Personal information
- Nationality: Irish
- Born: 22 October 2005 (age 20)

Sport
- Sport: Athletics
- Event: Sprint
- College team: Houston Cougars
- Club: Tallaght AC
- Coached by: Carl Lewis

= Seán Aigboboh =

Irish sprinter (born 2005)

Seán Aigboboh (born 22 October 2005) is an Irish-Nigerian sprinter. In 2026, he set an Irish national record of 20.27 seconds for the 200 metres. The previous year, he was part of an Irish national record setting men's 4 x 100 metres relay team.

==Biography==
A Tallaght Athletics Club member he was coached by Daniel Kilgallon. In June 2023 while representing The High School, Dublin, Aigboboh won the senior 100 metres title at the All-Ireland Schools Championships in Tullamore, setting a new personal best time of 10.67 to win the title.
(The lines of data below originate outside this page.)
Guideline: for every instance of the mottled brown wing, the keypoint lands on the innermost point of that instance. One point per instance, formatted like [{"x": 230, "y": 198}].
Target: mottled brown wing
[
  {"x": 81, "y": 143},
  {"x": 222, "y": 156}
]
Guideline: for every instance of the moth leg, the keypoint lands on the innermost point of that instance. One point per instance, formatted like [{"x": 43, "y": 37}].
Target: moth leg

In February 2024, Aigboboh placed third overall with a new personal best time of 6.77 in the 60 metres final at the Irish Indoor Championships. That summer, Aigboboh also finishes third with a new personal best time of 10.39 seconds for the 100 metres at the senior Irish Championships at the age of 18 years-old.
Aigboboh competed for Ireland at the 2024 World Athletics U20 Championships in Lima, Peru, and was a finalist with the men's 4 x 100 m relay team and reached the semi-finals of the 100 metres.

Aigboboh competed for Ireland at the 2025 European Athletics Team Championships in Maribor, Slovenia, in June 2025. Running alongside Michael Farrelly, Marcus Lawler and Israel Olatunde, he set a new Irish 4 x 100 metres relay national record. In July, he won the Irish U23 national title over 100 metres. In August at the senior 2025 Irish Championships, Aigboboh, Joseph Ojewumi, Joseph Finnegan Murphy and Dubem Amah combined to win the Irish 4 x 100m relay title for Tallaght in 41.66 seconds. He was also runner-up to Bori Akinola over 100 metres at the championships.

Competing for the University of Houston in the United States at the Penn Relays in April 2026, Aigboboh ran a new personal best time of 10.27 seconds for the 100 metres. That month, he set a personal best of 20.54 seconds for the 200 metres while competing in Texas. On 30 April, Aigboboh set a new Irish national record in the 200 metres to win the Cameron Burrell Invitational with a wind-legal time of 20.27 seconds (+2.0m/s) in Houston, surpassing the previous national senior record of 20.30 set by Paul Hession in 2007. In July, he ran 20.63 seconds to finish second in the 200 metres to Ebuka Nwokeji at the Cork City Sports in Ireland. At the Irish Championships on 25 July, he placed second to Benjamin Richardson in the 200 metres. Competing at the 2026 European Athletics Championships in Birmingham, England he reached the semi-finals in the 200 metres. He also ran in the men's 4 x 100 metres relay at the championships.